Chaos in Dirac electron optics: Emergence of a relativistic quantum chimera

TL;DR

This paper reports a novel quantum scattering phenomenon in 2D Dirac materials where both integrable and chaotic dynamics coexist and are controllable via electrical means, leading to potential spintronic applications.

Contribution

It introduces the concept of a Dirac quantum chimera, demonstrating simultaneous classical-like chaos and integrability in relativistic quantum systems with spin-dependent effects.

Findings

Coexistence of integrable and chaotic dynamics in Dirac electron scattering.

Electrical control over quantum fingerprints related to spin states.

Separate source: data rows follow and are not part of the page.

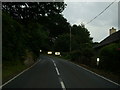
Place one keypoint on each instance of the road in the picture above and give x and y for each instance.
(51, 72)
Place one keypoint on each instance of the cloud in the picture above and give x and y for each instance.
(77, 12)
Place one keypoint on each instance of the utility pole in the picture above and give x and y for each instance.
(70, 39)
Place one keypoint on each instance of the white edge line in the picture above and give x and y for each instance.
(96, 74)
(63, 86)
(61, 82)
(18, 75)
(57, 71)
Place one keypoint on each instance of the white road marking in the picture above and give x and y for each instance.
(97, 74)
(60, 80)
(18, 75)
(62, 85)
(57, 71)
(55, 65)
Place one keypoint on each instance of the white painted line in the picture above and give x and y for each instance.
(97, 75)
(57, 71)
(62, 85)
(54, 64)
(18, 75)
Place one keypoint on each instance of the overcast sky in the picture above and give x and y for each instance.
(83, 12)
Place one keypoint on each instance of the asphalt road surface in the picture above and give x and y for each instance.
(51, 72)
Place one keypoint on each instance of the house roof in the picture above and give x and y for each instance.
(110, 39)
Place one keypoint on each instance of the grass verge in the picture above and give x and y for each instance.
(11, 69)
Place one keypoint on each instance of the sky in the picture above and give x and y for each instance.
(77, 12)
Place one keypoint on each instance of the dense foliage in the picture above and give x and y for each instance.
(110, 57)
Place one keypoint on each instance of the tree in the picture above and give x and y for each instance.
(13, 38)
(110, 57)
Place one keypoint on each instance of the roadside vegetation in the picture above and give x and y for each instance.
(28, 28)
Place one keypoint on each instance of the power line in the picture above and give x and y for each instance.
(101, 12)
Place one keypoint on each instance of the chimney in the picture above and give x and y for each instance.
(113, 30)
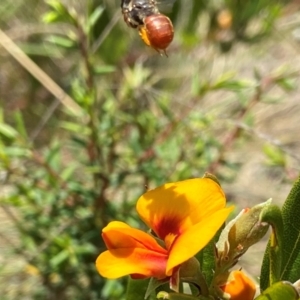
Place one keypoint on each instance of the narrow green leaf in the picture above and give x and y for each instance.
(271, 267)
(21, 128)
(8, 131)
(291, 238)
(59, 258)
(136, 289)
(96, 14)
(279, 291)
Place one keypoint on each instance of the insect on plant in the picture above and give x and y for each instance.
(155, 29)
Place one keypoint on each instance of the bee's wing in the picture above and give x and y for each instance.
(165, 6)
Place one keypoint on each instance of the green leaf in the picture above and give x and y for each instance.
(279, 291)
(207, 259)
(291, 238)
(136, 289)
(271, 266)
(59, 258)
(178, 296)
(8, 131)
(96, 14)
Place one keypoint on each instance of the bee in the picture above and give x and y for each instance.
(155, 29)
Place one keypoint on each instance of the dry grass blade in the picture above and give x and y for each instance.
(39, 74)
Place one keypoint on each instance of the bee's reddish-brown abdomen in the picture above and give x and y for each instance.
(159, 30)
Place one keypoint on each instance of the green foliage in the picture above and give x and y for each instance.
(281, 260)
(278, 291)
(67, 176)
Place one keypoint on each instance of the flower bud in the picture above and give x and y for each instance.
(236, 286)
(239, 234)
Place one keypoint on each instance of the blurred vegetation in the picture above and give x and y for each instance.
(109, 118)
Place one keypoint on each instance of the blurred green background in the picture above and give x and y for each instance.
(90, 117)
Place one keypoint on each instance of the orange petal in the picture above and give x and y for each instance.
(174, 207)
(125, 261)
(195, 238)
(239, 286)
(120, 235)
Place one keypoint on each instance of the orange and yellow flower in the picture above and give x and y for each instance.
(184, 215)
(238, 286)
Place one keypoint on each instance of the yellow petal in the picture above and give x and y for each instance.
(120, 235)
(125, 261)
(174, 207)
(195, 238)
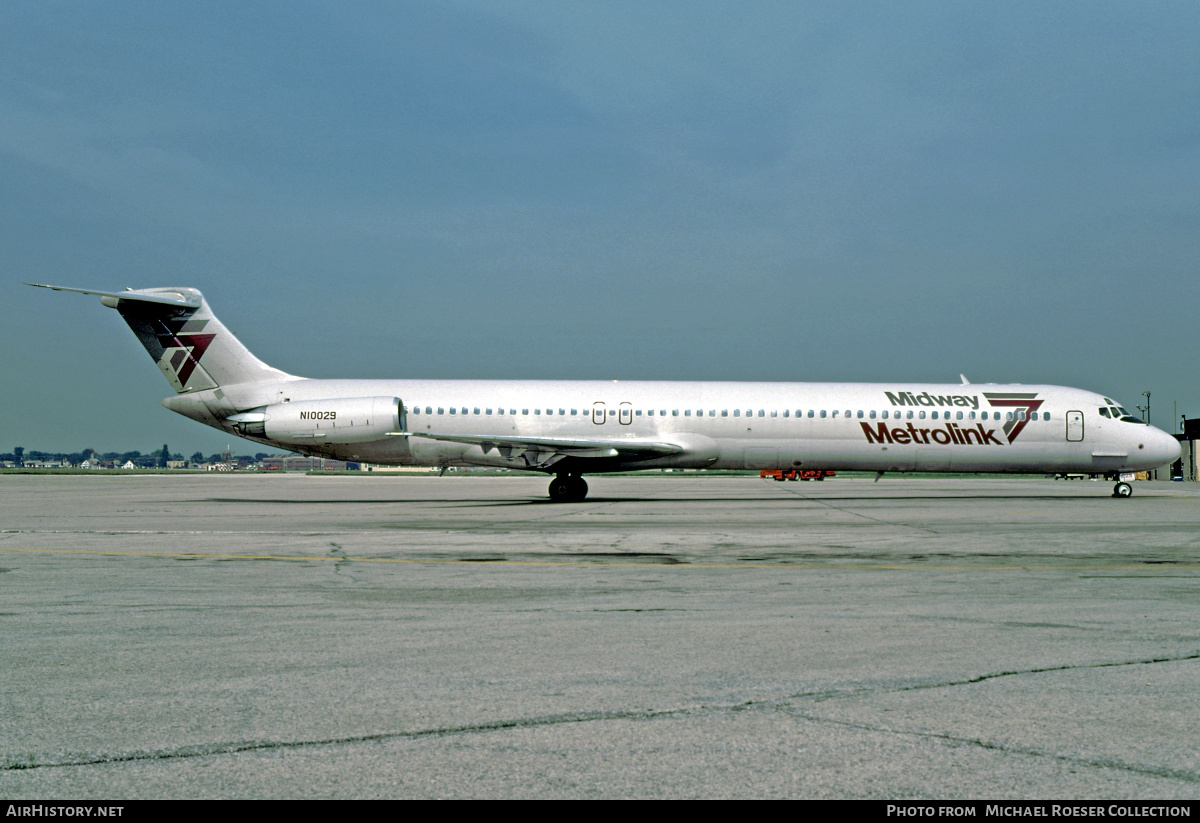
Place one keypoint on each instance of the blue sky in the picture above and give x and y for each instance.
(851, 191)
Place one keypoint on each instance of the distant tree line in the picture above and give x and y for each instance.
(155, 460)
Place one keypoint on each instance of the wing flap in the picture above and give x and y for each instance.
(556, 448)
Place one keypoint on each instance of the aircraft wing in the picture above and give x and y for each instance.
(544, 451)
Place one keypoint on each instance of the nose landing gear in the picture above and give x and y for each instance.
(568, 488)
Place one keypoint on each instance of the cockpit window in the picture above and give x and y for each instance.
(1123, 415)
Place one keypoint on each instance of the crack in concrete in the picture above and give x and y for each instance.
(781, 704)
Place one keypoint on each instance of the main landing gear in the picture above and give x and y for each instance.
(568, 488)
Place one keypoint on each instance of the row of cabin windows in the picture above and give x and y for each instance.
(895, 414)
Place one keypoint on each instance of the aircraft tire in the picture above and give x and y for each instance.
(568, 488)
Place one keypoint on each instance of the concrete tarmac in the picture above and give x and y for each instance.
(287, 636)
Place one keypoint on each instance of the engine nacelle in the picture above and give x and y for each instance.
(339, 420)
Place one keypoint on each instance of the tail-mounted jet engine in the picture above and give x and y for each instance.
(340, 420)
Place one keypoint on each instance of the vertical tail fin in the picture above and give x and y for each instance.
(191, 347)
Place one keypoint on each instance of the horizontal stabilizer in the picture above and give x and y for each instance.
(167, 300)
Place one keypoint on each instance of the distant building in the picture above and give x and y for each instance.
(287, 463)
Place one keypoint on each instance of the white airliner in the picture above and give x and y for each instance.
(574, 427)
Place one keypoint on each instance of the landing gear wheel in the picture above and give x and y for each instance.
(568, 488)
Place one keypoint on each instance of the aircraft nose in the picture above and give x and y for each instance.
(1164, 448)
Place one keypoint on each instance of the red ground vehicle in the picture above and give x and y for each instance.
(796, 474)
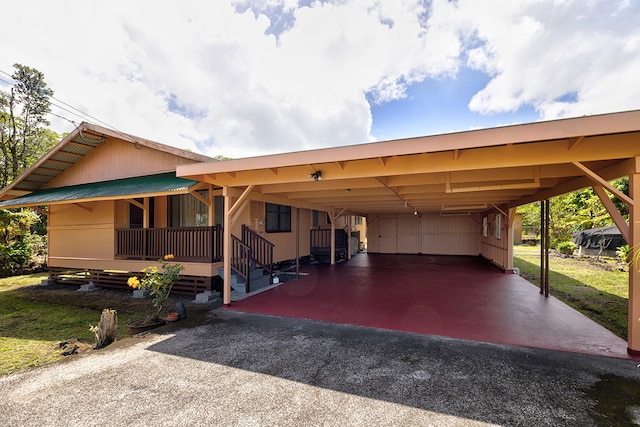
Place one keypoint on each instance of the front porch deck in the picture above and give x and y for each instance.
(458, 297)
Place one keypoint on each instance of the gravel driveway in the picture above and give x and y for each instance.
(242, 369)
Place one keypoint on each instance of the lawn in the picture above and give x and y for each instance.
(597, 287)
(34, 319)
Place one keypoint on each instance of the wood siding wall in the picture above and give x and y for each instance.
(493, 248)
(116, 159)
(285, 243)
(426, 234)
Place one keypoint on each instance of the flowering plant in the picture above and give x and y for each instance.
(158, 283)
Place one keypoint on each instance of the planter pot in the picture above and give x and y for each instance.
(143, 325)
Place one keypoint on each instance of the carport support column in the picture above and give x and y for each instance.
(226, 246)
(333, 238)
(633, 340)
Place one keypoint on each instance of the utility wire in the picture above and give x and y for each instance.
(82, 114)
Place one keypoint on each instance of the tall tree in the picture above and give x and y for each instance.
(23, 133)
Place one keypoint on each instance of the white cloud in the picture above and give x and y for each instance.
(541, 52)
(248, 77)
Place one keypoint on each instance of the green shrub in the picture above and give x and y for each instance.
(566, 248)
(623, 253)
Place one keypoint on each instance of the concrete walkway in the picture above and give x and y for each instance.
(244, 369)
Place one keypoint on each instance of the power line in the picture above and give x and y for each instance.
(82, 115)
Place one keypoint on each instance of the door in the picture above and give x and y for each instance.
(387, 235)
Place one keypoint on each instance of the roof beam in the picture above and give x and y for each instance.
(603, 182)
(622, 225)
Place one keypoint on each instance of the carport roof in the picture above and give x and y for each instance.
(452, 173)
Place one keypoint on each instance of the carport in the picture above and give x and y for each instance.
(453, 296)
(459, 190)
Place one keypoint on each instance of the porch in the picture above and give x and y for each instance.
(454, 296)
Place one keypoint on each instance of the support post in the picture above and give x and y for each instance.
(547, 246)
(544, 247)
(226, 246)
(633, 338)
(333, 238)
(297, 243)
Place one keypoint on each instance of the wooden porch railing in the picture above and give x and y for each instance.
(252, 249)
(241, 260)
(261, 249)
(195, 244)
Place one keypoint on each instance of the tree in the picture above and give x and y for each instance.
(23, 134)
(580, 210)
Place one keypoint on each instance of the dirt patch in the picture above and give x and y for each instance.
(617, 401)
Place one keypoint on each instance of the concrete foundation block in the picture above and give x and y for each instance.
(88, 287)
(206, 297)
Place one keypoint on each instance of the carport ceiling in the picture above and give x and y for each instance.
(458, 172)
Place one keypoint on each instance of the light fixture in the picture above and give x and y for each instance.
(317, 175)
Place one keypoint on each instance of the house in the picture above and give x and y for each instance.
(115, 205)
(451, 194)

Potential for enhanced spin polarization and spin-selective phenomena.

Abstract

We uncover a remarkable quantum scattering phenomenon in two-dimensional Dirac material systems where the manifestations of both classically integrable and chaotic dynamics emerge simultaneously and are electrically controllable. The distinct relativistic quantum fingerprints associated with different electron spin states are due to a physical mechanism analogous to chiroptical effect in the presence of degeneracy breaking. The phenomenon mimics a chimera state in classical complex dynamical systems but here in a relativistic quantum setting - henceforth the term "Dirac quantum chimera," associated with which are physical phenomena with potentially significant applications such as enhancement of spin polarization, unusual coexisting quasibound states for distinct spin configurations, and spin selective caustics. Experimental observations of these phenomena are possible through, e.g., optical realizations of ballistic Dirac fermion systems.